Meet the Hostess of L.A.'s Dopest Weed Party—Angela Mazzanti

Talking "patients before profit" with Angela Mazzanti of Compas Sesh.

The cannabis community is as diverse as it is passionate about pot. Attend nearly any weed world event—the High Times Cannabis Cup, HempFest, and most industry or investment summits— and you’ll likely share joints and edibles and dabs with vastly different types of people.

This is way chill. Weed is enjoyed by everyone. 

The herb indeed brings people together and also represents one of the fastest growing American industries. Legal weed revenues are projected to land somewhere in the tens of billions of dollars over the next two decades. This weed money that previously flowed through illegal black markets, and is still mostly stored in cash, has entrepreneurs and investors competing to buy, build, or fund the next big bud business. 

Meanwhile, add that "legal" prefix to "weed industry," and the phrase still calls to mind images of large swaths of cash.

But some of the time it doesn't. 

Which is a fact Angela Mazzanti reminded us about from a warehouse venue in Van Nuys, California.

Mazzanti hosts Compas Sesh, a monthly pop-up party for medical weed patients and L.A.'s devoted cannabis community. 

I caught up with Mazzanti at the February sesh to talk about the notion of putting “patients before profit" and producing a grassroots legal weed function in a state where recreational consumption is still illegal.

The KIND: How did you become involved with Compas Sesh?

Angela Mazzanti: I was originally asked by Dan [Rocha, event organizer] to host the sesh, and it just grew from there. I was mainly down to be a part of this because so many weed industry events charge between $50 and $100, just for admission. Instead of an entrance fee, we encourage patients to make a donation. [Editor's Note: In February, patients donated a pair of children's shoes at-the-door.]

The KIND: What goes into planning an event like this? 

Angela Mazzanti: The most important part is definitely securing exhibitors, a venue, and making sure all of the legal paperwork is in place. Then just like any other event, we worry about everything from lining up sponsors, to music, and food. I had a big following on Instagram before I began working on the sesh, which has helped in marketing the event. It seems like we're getting bigger every month.

The KIND: With California being a medical-marijuana state, how difficult is it to secure venues?

Angela Mazzanti: The venue we booked in January shut us down halfway through the event––which was more of an issue on their end than anything having to do with the legality of it all. It can be tough. Everyone that attends Compas Sesh is a medical marijuana patient. But of course, what we’re doing is technically still federally illegal. 

The KIND: Some people within the weed community seem to be posting opinions to social media on a "patients before profit" mentality. What do they mean?

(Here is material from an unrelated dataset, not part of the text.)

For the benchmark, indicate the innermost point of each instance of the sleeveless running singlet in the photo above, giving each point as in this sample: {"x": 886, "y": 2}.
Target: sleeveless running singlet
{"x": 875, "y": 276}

Angela Mazzanti: There is a lot of money to be made in this industry. And a lot of people behind the big events can get money-hungry. We try to promote the idea that it's not always about the money. It is about the patients and the people that come to these events and make up the community. All of the exhibitors and sponsors we work with are making really high quality and unique products. Sure, you can find some of them in dispensaries, but it's not like people can just go to the corner store and find a lot of these products or brands. So we try to showcase them as such, and offer everyone a space to enjoy cannabis and to smoke together. I've met patients that are coming back each month, and becoming more like friends.

The KIND: What advice would you offer to someone thinking of entering the cannabis industry?

Angela Mazzanti: Learn as much as you can. The more informed you are, the better off you’ll be. Just like any other job or industry, research is important. Seek out companies who are in it for the right reasons, and those that are putting out quality products, not  just trying to make a quick buck.

The KIND: How do you see the legal weed space evolving over the next five years?

Angela Mazzanti: I see this whole industry—especially if cannabis does become recreationally legal—just blowing up. The possibilities are endless. There will definitely be a "Pepsi," and "Coca Cola" of weed. Hopefully more people will feel better, or at least more comfortable about cannabis. Maybe less people would abuse opioids or painkillers if they had more access to or knew about the benefits of medical marijuana.